A consistent implementation of Lees-Edwards boundary conditions is proposed for the Multi-Sphere Discrete Element Method, which can mitigate various unphysical effects at the bulk and micro-structural levels. These effects include non-linear velocity profiles and inhomogeneous particle distributions, which result in significant errors with respect to pressure and granular temperature. In order to allow for a fair assessment of different implementations, a novel compound sphere particle shape is devised for comparison to reliable benchmark data generated from systems of spherical particles. The Multi-Sphere Discrete Element Method is utilised to examine two implementations of these conditions. The commonly used Naive approach results in the aforementioned unphysical effects, which are numerical artefacts causing deviations from the benchmark results of up to one order of magnitude.
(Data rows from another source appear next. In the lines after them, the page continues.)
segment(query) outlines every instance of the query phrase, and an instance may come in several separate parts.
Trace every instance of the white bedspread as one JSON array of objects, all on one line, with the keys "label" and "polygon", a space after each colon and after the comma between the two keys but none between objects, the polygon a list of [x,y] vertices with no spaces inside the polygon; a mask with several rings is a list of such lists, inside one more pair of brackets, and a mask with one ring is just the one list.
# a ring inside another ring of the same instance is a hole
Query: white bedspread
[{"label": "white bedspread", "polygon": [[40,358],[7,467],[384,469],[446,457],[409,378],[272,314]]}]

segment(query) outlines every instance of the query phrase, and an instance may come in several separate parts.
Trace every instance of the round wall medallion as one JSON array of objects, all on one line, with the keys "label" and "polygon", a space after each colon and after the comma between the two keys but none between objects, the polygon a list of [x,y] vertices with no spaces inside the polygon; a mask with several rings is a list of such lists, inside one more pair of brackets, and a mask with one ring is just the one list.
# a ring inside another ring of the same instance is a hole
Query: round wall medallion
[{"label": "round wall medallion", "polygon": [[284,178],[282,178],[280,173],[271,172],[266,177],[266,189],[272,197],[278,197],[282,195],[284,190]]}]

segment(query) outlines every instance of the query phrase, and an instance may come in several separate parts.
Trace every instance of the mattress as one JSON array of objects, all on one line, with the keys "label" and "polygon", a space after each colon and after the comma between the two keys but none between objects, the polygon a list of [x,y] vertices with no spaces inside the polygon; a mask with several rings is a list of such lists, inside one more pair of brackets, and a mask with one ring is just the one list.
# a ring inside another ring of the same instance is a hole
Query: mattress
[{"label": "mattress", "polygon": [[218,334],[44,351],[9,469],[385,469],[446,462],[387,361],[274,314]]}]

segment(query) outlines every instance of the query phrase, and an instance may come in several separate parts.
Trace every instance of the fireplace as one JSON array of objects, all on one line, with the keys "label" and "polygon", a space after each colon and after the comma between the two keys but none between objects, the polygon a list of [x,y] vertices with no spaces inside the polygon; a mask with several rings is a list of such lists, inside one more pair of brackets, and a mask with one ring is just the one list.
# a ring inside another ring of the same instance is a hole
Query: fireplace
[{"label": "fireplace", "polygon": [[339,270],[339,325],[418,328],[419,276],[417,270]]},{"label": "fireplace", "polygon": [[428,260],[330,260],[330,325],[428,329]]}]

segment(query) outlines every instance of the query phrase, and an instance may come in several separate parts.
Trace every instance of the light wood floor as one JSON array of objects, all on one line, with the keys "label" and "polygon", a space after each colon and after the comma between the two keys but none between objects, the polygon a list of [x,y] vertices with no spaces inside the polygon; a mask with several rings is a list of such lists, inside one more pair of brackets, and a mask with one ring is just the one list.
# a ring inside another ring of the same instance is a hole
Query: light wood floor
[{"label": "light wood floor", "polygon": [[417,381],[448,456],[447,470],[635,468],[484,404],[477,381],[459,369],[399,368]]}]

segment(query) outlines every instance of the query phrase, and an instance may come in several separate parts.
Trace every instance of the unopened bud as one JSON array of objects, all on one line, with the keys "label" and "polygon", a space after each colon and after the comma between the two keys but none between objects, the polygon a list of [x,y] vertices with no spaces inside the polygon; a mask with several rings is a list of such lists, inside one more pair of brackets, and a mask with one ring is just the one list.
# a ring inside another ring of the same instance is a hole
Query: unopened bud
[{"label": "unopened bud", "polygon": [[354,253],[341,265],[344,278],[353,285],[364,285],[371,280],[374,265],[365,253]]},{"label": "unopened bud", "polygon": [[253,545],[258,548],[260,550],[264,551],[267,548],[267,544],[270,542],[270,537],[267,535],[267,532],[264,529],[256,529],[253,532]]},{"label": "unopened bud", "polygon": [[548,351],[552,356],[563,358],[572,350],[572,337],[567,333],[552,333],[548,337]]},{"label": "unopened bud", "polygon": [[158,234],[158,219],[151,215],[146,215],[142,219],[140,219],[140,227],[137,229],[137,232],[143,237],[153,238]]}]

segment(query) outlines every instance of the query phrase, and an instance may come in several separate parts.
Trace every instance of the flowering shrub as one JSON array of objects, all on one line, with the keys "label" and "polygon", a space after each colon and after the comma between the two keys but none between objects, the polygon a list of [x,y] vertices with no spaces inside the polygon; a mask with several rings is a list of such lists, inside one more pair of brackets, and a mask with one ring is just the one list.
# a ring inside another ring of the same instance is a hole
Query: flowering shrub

Meanwhile, the proposed consistent implementation fulfils the fundamental requirements of Lees-Edwards boundary conditions and produces data which are in excellent agreement with the benchmark results, as well as the available literature. Comparing the aforementioned implementations, general principles are developed for implementing Lees-Edwards boundary conditions for the Multi-Sphere Discrete Element Method.& nbsp; & nbsp;(c) 2021 Elsevier B.V. All rights reserved.

Automated summary

This study proposes a consistent implementation of Lees-Edwards boundary conditions for the Multi-Sphere Discrete Element Method to mitigate unphysical effects and errors. By comparing with reliable benchmark data and pointing out numerical artefacts of the Naive approach, the proposed consistent implementation is shown to produce data in excellent agreement with benchmark results and literature.